更に、叡山は本願寺派と当時の宗主・蓮如上人を“仏敵”とし、都の大谷に在った本願寺を廃却とした筈。
その叡山が“仏敵”と定めた蓮如上人の流れを組む本福寺の暴挙に対し、欲に駆られて目を瞑り和睦を仲介しようとは否なる了見かぁ!」
厳しく問い詰める丹波守殿の言葉に、僧形の者は答えに窮してしまった。その様子から、見張り台に居る僧形の者は叡山から派遣された僧であると察しがついた。そんな我等の様子を肌で感じた叡山の僧は、表情を引き攣らせながらも反論しようと口を開いたが、その言葉は備前守様を始めとした浅井家の者達を激怒させることとなった。
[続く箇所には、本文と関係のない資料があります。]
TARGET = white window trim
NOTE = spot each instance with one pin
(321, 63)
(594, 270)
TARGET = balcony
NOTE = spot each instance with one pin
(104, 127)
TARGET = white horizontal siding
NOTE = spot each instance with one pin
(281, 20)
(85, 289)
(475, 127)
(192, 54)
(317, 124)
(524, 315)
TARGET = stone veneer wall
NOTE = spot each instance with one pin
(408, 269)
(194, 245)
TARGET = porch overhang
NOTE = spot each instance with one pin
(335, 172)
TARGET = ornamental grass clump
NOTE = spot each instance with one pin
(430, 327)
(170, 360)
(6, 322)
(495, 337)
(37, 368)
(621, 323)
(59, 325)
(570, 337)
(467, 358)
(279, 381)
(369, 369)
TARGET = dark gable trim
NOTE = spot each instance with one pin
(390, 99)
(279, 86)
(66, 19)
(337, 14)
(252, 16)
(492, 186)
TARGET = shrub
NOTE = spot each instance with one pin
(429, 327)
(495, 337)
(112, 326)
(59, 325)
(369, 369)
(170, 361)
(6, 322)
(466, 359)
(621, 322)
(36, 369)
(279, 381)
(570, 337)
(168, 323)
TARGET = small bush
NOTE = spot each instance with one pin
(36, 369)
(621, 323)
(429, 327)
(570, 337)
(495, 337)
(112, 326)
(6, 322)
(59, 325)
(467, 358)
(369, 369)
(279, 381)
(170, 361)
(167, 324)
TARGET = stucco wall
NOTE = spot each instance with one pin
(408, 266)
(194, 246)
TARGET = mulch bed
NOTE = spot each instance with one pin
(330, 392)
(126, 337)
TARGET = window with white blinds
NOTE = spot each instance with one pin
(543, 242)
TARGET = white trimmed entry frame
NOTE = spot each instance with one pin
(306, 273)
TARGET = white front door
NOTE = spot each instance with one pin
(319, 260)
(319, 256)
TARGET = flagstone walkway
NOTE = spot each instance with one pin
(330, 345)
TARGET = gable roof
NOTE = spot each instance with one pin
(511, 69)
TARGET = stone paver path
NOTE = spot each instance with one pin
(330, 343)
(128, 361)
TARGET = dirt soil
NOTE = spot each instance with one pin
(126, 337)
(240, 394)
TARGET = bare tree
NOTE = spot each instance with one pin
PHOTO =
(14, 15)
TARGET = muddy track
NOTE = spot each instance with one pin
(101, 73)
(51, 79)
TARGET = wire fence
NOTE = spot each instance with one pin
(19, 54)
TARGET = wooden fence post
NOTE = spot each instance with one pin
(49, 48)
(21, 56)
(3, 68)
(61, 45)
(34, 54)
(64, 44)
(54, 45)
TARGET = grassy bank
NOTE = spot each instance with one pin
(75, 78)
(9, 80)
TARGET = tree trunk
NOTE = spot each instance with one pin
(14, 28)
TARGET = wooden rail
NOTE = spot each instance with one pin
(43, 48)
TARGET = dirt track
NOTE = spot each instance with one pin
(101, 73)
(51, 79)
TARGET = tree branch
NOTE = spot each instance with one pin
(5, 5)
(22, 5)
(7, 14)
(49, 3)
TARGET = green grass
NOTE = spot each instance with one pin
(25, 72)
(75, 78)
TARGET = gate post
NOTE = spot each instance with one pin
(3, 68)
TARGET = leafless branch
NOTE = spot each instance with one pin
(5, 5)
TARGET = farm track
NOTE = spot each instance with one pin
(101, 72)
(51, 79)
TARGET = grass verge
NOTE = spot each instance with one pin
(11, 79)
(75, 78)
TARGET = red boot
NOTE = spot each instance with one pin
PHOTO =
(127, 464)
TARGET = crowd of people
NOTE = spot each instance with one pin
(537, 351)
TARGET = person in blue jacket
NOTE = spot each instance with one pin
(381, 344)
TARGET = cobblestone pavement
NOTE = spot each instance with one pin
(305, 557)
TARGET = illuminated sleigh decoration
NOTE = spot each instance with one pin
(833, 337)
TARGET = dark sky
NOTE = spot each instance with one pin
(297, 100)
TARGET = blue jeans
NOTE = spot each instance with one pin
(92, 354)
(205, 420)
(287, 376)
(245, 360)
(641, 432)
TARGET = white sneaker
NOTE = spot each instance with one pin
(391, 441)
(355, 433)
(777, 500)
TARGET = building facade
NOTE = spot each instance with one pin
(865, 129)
「何という物言い!これ以上の争いを防がんため叡山が仲立ちをするというのに、それを欲に目が眩んでなどと難癖をつけ攻め寄せるなど許されざる事。このまま叡山を無視し堅田の町と本福寺を攻めると言われるのであれば、叡山と敵対する意志アリと判断せざるを得ぬが宜しいのか?叡山と敵対するという事は即ち“仏敵”となるという事に他なりませぬぞぉ!!」
僧形の者の“仏敵”という言葉に、豪胆で知られる丹波守殿の流石に言葉に詰まったのか、即座に帰す事が出来なかった。だが、
「“仏敵”結構!叡山の僧衆、王城の鎮守たりといえども、行躰、行法、出家の作法にもかかわらず、天下の嘲弄をも恥じず、天道のおそれをも顧みず、淫乱、魚鳥を食し、金銀まいないにふけり、ほしいままに相働く。その様な者らから“仏敵”とされようと天に恥じること無し。此度の事を詳らかにし、叡山の非道を世に問うてくれるわ。
者共、我に続けぇ!天意は我にありぃ~!!」
いつの間にか丹波守殿の傍らに姿を現していた備前守様が大音声で檄を飛ばし、その檄に背中を押された浅井の兵は怒涛の勢いで堅田の大戸へと攻め寄せると、勢いのまま大戸を突破し、一向門徒が籠る本福寺へと攻め入ったのだった。
ということで、堅田を攻める為にわざわざ迂回して浅井領を通って行ったのかの理由も明かしました。
戦国時代の寺院仏閣は大名と遜色ない武力を持ち更に知識を得られる特権階級という意識がある為、下手な大名よりも対応に苦慮する相手だったとおもわれます。
そんな中でも比叡山延暦寺は帝さえ脅す程の力を持っていたようです。
そんな比叡山の寺領を一揆を鎮めるためとはいえ、勝手に通る事など出来なかったと考えました。